The best choice for P1 depends on p, and can be calculated as follows: \begin{aligned} 15p - 10 &> -15p + 10 \\ -20 &> -30p \\ 2 &< 3p \\ \frac{2}{3} &< p \end{aligned}

Thus, if p > \frac{2}{3}, then BR_1 is N.

And assuming the opposite for player P1:

BR_2(N,\sigma_1) = -5q + 10(1-q) = -15q+10
BR_2(D, \sigma_1) = 5q + -10(1-q) = 15q-10

And with similar calculations: \begin{aligned} -15p - 10 &> 15p + 10 \\ -30q &> -20 \\ 3q &< 2 \\ q &< \frac{2}{3} \end{aligned}

So if q < \frac{2}{3}, then BR_2 is N as well.

It turns out that if p = q = \frac{2}{3}, then the players are indifferent about their choice between N and D.

For either player: P1: BR_1((p, 1-p)) = \begin{cases} N & p > \frac{2}{3} \\ D & p < \frac{2}{3} \\ \{N,D\} & p = \frac{2}{3} \end{cases} P2: BR_2((q, 1-q)) = \begin{cases} N & q < \frac{2}{3} \\ D & q > \frac{2}{3} \\ \{N,D\} & q = \frac{2}{3} \end{cases}

In the last of the three cases for each of these, any mixed combination of N or D has equal expectation.

Note that the Nash equilibrium here is (in the form (N,D)): \left[\left(\frac{2}{3}, \frac{1}{3}\right), \left(\frac{1}{3}, \frac{2}{3}\right)\right]

By Proposition 6.1, if \sigma^* = (\sigma_1^*, \sigma_2^*, \dots, \sigma_n^*) is a Nash equilibrium, and player P1 has pure strategies s_i and s_i' as well as mixed strategy \sigma_i^* which is a combination of s_i and s_i', then v_i is as follows: v_i(s_i, \sigma_{-i}^*) = v_i(s_i^*, \sigma_{-i}^*) = v_i(\sigma_i, \sigma_{-i}).

If this were not the case – say, v_i(s_i, \sigma_{-i}^*) < v_i(s_i', \sigma_{-i}^*) – then it would never be better to play s_i' over s_i.
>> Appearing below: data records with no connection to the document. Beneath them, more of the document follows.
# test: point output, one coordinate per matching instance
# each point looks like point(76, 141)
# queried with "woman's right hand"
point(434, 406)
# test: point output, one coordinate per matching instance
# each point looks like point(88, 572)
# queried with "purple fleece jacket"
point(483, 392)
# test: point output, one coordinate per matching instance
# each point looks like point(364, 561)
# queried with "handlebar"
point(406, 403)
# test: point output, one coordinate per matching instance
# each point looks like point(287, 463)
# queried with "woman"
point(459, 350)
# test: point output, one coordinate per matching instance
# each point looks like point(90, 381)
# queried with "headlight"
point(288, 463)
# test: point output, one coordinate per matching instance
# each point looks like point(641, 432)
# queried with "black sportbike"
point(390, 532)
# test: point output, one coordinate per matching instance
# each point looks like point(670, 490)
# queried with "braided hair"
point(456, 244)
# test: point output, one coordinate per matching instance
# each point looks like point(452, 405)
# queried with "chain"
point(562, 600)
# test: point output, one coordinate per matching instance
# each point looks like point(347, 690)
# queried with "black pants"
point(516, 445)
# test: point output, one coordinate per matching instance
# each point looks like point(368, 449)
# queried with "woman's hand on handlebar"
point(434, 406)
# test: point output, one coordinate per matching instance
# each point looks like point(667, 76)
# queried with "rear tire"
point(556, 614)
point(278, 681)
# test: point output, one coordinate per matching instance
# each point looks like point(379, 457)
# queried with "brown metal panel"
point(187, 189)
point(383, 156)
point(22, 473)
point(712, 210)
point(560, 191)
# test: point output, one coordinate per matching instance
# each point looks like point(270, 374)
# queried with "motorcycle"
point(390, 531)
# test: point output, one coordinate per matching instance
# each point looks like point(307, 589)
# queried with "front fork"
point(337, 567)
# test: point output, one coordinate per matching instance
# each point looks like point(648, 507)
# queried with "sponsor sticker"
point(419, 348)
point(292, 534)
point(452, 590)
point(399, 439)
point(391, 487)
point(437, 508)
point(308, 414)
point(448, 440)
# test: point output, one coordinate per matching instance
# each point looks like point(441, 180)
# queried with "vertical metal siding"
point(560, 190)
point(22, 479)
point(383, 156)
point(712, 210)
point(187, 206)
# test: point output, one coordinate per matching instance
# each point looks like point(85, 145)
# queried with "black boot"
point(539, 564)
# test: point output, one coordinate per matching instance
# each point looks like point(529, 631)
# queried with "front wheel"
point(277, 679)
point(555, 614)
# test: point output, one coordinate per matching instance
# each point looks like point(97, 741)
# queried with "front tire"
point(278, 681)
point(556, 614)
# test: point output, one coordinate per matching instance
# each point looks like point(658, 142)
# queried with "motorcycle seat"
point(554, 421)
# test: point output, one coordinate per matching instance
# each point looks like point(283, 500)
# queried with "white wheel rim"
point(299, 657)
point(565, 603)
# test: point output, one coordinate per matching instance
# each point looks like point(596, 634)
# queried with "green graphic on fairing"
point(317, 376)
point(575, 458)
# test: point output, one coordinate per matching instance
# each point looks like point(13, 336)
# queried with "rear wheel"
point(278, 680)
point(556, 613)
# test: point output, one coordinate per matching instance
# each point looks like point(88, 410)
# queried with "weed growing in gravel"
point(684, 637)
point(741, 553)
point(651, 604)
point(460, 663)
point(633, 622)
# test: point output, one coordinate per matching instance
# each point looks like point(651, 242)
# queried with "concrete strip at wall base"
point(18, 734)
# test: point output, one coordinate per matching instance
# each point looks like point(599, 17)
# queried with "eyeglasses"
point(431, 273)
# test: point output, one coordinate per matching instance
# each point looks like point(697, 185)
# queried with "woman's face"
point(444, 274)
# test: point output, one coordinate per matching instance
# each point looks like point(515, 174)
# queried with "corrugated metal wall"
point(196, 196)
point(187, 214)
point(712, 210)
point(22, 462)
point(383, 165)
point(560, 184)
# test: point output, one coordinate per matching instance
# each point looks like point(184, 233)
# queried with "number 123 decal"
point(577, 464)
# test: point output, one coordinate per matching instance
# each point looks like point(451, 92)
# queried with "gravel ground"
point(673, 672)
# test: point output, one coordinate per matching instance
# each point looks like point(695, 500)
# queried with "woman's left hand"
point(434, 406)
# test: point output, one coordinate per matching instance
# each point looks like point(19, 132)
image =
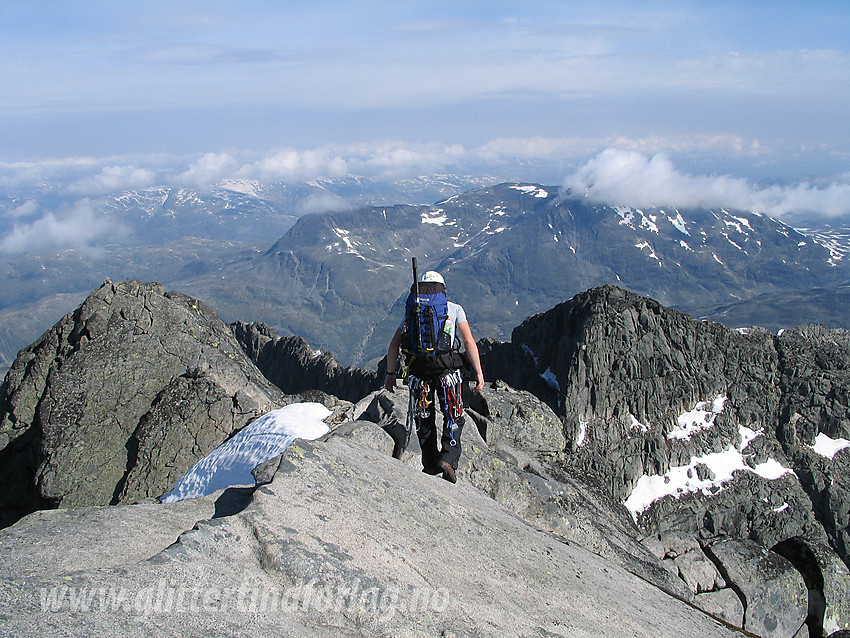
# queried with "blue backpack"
point(424, 333)
point(425, 341)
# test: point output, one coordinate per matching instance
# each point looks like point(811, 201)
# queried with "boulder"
point(120, 398)
point(294, 366)
point(827, 579)
point(776, 598)
point(518, 419)
point(698, 572)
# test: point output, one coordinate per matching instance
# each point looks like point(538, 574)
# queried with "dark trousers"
point(448, 447)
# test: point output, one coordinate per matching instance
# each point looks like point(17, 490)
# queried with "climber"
point(431, 336)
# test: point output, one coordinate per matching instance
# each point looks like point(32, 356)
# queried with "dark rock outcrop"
point(120, 398)
point(293, 366)
point(621, 370)
point(774, 594)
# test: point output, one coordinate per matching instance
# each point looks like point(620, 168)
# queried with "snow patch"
point(549, 377)
point(232, 462)
point(685, 479)
point(436, 217)
point(829, 447)
point(701, 417)
point(535, 191)
point(582, 433)
point(637, 425)
point(679, 224)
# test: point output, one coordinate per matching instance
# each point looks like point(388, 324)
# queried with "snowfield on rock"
point(686, 478)
point(232, 462)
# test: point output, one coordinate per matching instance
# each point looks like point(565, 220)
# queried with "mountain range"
point(508, 251)
point(622, 451)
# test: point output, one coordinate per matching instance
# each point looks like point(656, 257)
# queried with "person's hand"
point(479, 385)
point(389, 382)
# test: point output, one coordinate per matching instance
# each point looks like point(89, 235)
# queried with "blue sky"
point(758, 91)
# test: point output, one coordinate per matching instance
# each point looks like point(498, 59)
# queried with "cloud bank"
point(630, 178)
point(78, 227)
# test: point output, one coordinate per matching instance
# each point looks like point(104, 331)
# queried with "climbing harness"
point(420, 402)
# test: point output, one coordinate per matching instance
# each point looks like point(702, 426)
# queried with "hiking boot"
point(448, 472)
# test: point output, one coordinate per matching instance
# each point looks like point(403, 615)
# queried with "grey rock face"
point(523, 479)
point(293, 366)
point(776, 598)
point(120, 398)
point(724, 604)
point(329, 549)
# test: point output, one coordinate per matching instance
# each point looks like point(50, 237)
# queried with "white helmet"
point(431, 277)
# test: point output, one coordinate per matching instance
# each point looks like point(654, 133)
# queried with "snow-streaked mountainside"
point(507, 252)
point(335, 278)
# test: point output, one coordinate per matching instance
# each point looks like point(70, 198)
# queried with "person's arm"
point(472, 353)
point(392, 360)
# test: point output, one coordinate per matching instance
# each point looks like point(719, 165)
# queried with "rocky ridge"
point(622, 370)
point(120, 398)
point(710, 548)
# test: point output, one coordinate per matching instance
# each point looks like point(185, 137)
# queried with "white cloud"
point(79, 227)
point(629, 178)
point(28, 208)
point(290, 164)
point(209, 169)
point(114, 179)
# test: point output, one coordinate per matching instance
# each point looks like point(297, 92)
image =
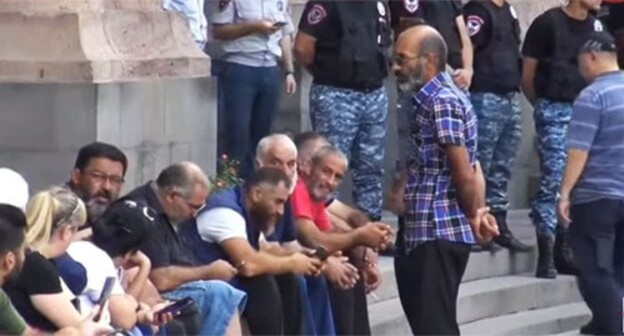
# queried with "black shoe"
point(506, 238)
point(545, 261)
point(564, 258)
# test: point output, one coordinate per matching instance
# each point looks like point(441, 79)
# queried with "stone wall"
point(124, 72)
point(294, 113)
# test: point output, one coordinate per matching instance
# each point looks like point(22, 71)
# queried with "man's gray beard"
point(293, 182)
point(412, 85)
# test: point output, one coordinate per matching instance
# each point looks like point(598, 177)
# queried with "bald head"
point(424, 40)
point(274, 142)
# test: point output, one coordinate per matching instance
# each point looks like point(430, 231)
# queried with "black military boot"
point(506, 238)
point(564, 258)
point(545, 259)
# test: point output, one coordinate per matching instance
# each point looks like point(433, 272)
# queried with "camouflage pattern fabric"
point(499, 133)
point(356, 123)
point(551, 126)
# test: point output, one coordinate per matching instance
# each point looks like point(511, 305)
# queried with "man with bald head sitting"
point(444, 199)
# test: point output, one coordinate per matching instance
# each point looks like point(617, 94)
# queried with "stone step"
point(566, 319)
point(481, 265)
point(486, 298)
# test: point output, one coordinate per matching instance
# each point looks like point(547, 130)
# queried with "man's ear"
point(76, 176)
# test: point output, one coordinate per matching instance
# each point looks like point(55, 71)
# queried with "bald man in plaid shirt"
point(444, 192)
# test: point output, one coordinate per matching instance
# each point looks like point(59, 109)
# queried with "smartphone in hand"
point(104, 295)
point(177, 307)
point(279, 24)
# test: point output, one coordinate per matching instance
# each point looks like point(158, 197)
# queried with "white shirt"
point(98, 266)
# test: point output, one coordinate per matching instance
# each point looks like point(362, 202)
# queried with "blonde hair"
point(50, 210)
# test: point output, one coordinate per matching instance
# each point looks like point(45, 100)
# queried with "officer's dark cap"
point(598, 42)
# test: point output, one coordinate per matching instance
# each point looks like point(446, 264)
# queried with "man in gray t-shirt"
point(592, 191)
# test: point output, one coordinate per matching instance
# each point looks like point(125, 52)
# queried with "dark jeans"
point(349, 308)
point(273, 304)
point(251, 96)
point(596, 237)
point(428, 280)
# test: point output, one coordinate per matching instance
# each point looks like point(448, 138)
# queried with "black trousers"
point(596, 237)
point(273, 305)
point(350, 308)
point(428, 280)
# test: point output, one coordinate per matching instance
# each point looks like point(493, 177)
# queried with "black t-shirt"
point(479, 23)
point(165, 246)
point(38, 277)
point(440, 14)
point(539, 39)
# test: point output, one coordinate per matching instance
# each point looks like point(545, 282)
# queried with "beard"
point(293, 182)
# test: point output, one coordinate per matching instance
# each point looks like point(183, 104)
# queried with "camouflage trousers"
point(499, 133)
point(551, 126)
point(356, 123)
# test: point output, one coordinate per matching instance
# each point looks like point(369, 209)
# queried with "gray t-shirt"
point(597, 126)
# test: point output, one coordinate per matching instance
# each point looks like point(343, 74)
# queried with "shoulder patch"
point(411, 5)
point(513, 12)
point(223, 4)
point(316, 14)
point(381, 8)
point(598, 25)
point(474, 24)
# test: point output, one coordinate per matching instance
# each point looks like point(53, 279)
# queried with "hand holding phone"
point(175, 308)
point(279, 24)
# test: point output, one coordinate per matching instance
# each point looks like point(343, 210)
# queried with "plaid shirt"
point(442, 115)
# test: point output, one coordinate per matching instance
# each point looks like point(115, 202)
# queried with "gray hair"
point(270, 141)
point(325, 151)
point(434, 44)
point(182, 177)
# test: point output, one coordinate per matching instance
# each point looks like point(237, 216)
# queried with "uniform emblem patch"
point(316, 14)
point(514, 14)
point(474, 24)
point(411, 5)
point(223, 4)
point(381, 8)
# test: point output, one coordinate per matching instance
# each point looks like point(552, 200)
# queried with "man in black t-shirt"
point(551, 81)
point(495, 94)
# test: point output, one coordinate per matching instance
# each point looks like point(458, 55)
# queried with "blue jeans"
point(216, 300)
point(250, 96)
point(317, 313)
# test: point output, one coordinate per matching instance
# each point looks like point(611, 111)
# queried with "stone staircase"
point(499, 295)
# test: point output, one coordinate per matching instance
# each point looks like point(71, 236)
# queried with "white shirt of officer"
point(256, 49)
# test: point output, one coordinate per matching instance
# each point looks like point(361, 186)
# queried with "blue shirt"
point(597, 126)
point(441, 116)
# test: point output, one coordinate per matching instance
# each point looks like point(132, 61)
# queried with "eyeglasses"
point(100, 177)
point(195, 207)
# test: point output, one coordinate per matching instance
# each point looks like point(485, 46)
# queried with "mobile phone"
point(321, 253)
point(176, 307)
point(104, 295)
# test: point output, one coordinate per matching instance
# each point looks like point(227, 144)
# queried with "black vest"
point(437, 13)
point(558, 78)
point(497, 64)
point(359, 61)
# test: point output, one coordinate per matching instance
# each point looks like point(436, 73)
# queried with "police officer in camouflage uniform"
point(344, 44)
point(495, 33)
point(551, 81)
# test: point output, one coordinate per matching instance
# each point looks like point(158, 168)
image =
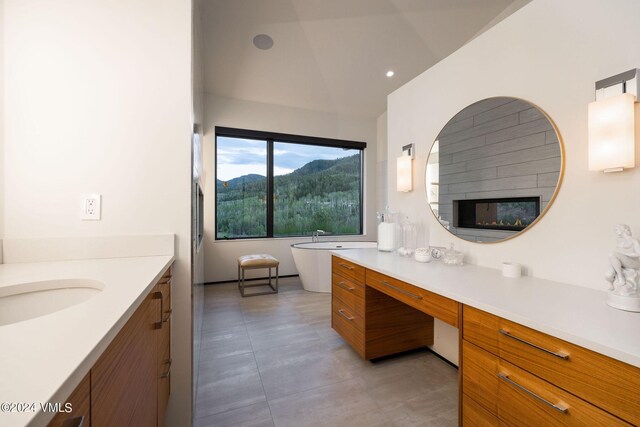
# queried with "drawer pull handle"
point(74, 422)
point(345, 315)
point(561, 355)
point(344, 286)
point(348, 267)
point(166, 374)
point(402, 290)
point(558, 408)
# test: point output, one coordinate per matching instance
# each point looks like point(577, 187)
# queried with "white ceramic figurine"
point(623, 273)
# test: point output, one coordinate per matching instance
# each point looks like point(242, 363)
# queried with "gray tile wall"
point(499, 147)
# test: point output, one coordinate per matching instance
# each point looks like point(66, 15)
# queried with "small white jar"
point(422, 255)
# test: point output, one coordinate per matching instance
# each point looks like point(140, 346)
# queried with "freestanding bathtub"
point(313, 261)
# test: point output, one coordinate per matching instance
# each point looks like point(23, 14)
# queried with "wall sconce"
point(612, 123)
point(405, 169)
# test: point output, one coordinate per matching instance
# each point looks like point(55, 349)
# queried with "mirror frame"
point(555, 192)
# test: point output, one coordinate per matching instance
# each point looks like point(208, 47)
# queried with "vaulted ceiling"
point(332, 55)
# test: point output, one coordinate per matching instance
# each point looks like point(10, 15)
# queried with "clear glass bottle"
point(409, 234)
point(387, 239)
point(453, 257)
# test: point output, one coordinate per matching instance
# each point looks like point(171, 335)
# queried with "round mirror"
point(494, 169)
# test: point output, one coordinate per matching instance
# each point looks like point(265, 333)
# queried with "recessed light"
point(263, 42)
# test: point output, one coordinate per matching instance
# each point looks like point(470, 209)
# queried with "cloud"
point(237, 157)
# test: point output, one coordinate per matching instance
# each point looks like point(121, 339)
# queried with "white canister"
point(422, 255)
point(511, 269)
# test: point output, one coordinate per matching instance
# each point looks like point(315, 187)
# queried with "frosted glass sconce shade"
point(405, 174)
point(611, 133)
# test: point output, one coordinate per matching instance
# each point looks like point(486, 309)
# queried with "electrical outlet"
point(90, 209)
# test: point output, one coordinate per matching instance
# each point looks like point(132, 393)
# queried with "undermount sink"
point(27, 301)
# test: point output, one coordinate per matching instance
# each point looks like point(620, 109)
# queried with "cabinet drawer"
point(526, 400)
point(522, 399)
point(435, 305)
point(345, 311)
point(80, 400)
point(347, 329)
point(473, 414)
point(164, 383)
point(349, 292)
point(347, 269)
point(605, 382)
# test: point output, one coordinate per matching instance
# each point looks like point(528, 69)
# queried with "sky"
point(238, 157)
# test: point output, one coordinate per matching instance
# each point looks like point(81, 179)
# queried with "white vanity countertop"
point(573, 313)
point(43, 359)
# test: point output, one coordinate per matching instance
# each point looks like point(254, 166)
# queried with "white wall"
point(98, 99)
point(382, 184)
point(550, 53)
point(197, 278)
point(2, 128)
point(221, 256)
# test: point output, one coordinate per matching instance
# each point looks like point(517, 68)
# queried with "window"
point(277, 185)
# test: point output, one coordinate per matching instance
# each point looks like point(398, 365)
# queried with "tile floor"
point(274, 360)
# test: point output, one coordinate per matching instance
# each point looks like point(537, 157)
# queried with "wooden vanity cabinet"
point(373, 323)
point(80, 401)
point(502, 359)
point(164, 345)
point(129, 384)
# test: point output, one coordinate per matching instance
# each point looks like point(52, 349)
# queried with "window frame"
point(270, 138)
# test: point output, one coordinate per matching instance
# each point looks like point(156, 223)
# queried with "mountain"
point(345, 165)
point(244, 179)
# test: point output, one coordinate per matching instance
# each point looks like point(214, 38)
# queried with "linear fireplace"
point(512, 213)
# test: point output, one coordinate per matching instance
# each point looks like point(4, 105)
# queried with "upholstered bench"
point(252, 262)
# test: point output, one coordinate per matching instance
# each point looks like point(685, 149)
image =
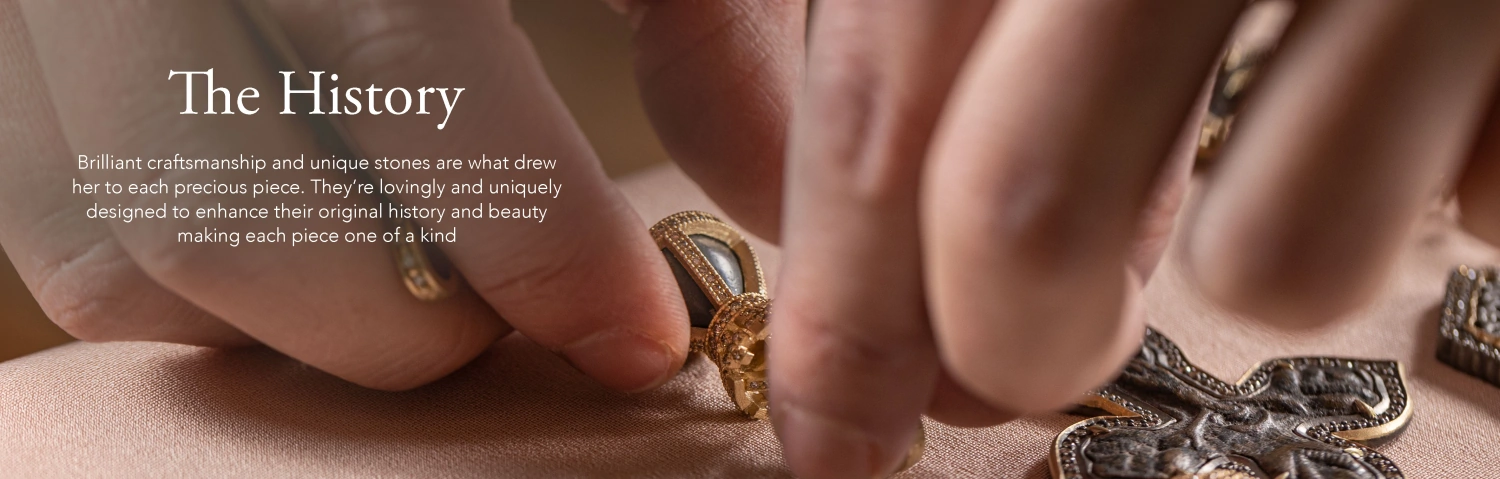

If a player is randomizing between two strategies, the player must be indifferent between them. The reason for playing a mixed strategy is so that another player cannot intuit the original player’s strategy.

Example (C): 2\times 2 matrix

Consider the following example: \begin{array}{r||c|c} P1 \backslash P2& C & R \\ \hline \hline M & (0,0) & (3,5) \\ \hline D & (4,4) & (0,3) \end{array}

By pure strategy:

BR_1(C) = D, BR_1(R) = M
BR_2(M) = R, BR_2(D) = C

So [C,D] and [M,R] are pure equilibria.

For a mixed strategy:

v_1(M, \sigma_2^*) = \sigma_2^*(C) v_1(M,C) + \sigma_2^*(R) v_1(M,R)
v_1(D, \sigma_2^*) = \sigma_2^*(C) v_1(D,C) + \sigma_2^*(R) v_1(D,R)
v_1(M,\sigma_2^*) = 3\sigma_2^*(R) = 2(1-\sigma_2^*(C)) = 3 - 3\sigma_2^*(C)
v_1(M,\sigma_2^*) = 4\sigma_2^*

So: \begin{aligned} 3 - 3\sigma_2^*(C) &> 4\sigma_2^* \\ 3 &> 7\sigma_2^* \\ \frac{3}{7} &> \sigma_2^* \end{aligned}

Thus, \sigma_2^* = (\Pr(C), \Pr(R)) = \left(\frac{3}{7}, \frac{4}{7}\right).